Division will focus on intelligence gathering, cyber, counter-propaganda and electronic warfare
An army division specialising in hybrid warfare is being formed under a radical new plan to provide the British military with a cutting edge for 21st century conflicts.
The UK’s first ever hybrid division will focus on intelligence gathering, cyber, counter-propaganda and electronic warfare to meet the needs in an arena where both hostile states and insurgent groups, such as Isis, have been engaged in highly damaging asymmetric campaigns often with the use of social media.
The 6th Division, comprised of troops from a number of regiments, has been set up as part of a “rebalancing” of the UK’s field army. Two other divisions will provide different strategic options; the 3rd providing the war fighting arm and the 1st training soldiers of states abroad and dealing with natural disasters and other humanitarian crises.
Lieutenant General Ivan Jones, commander field army, who has served in the SAS and Defence Intelligence, said: “The character of warfare continues to change as the boundaries between conventional and unconventional warfare become increasingly blurred.

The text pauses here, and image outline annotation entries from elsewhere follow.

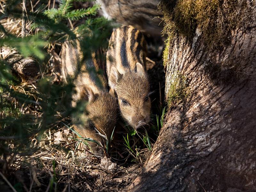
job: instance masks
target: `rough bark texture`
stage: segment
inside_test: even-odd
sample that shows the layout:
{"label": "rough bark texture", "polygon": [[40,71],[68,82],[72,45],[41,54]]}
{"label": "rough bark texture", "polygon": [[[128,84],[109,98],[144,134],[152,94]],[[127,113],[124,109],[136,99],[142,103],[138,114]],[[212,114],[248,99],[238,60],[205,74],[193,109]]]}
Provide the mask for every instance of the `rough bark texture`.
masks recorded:
{"label": "rough bark texture", "polygon": [[0,49],[1,58],[10,63],[12,70],[21,76],[34,76],[38,73],[39,64],[34,59],[23,58],[15,50],[6,47],[1,47]]}
{"label": "rough bark texture", "polygon": [[252,19],[232,32],[221,50],[209,49],[198,29],[192,42],[171,41],[165,94],[179,74],[188,80],[189,96],[169,110],[129,191],[256,191],[256,12],[251,8]]}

“The army must remain adaptable and evolve as a fighting force.
“The three complementary British army divisions harness the wide range of British army capabilities, providing choice to the government in defence of the UK’s interests … The speed of change is moving at a remarkable rate and it will only get faster and more complex.”
Members of the 6th Division will be deployed abroad if necessary, at times as part of a counter-insurgency mission.
Members of the SAS and SBS will not be in its ranks, but, according to a senior military official “some of the attributes, culture, [and] techniques used by the SF [special forces] could be useful” because of the type of missions members of the 6th may become involved in.
Asked whether the division would have offensive as well as defensive cyber capabilities, the official said: “It’s the whole panoply, so offensive and defensive, with the capability to deliver that the same way as our conventional capability. We will, of course, be bound by international law and in terms of how it’s applied there are other bodies like the National Cyber Centre working on the same priorities.”
Cyberattacks carried out by the UK and other western states in Iraq against Isis proved to be highly effective and tactics learnt in the operation may be used elsewhere in the future. But British officers also want to stress the effectiveness of the Islamists’ electronic armoury in a range of actions from disseminating violent images to recruitment drives and spreading the message of jihad.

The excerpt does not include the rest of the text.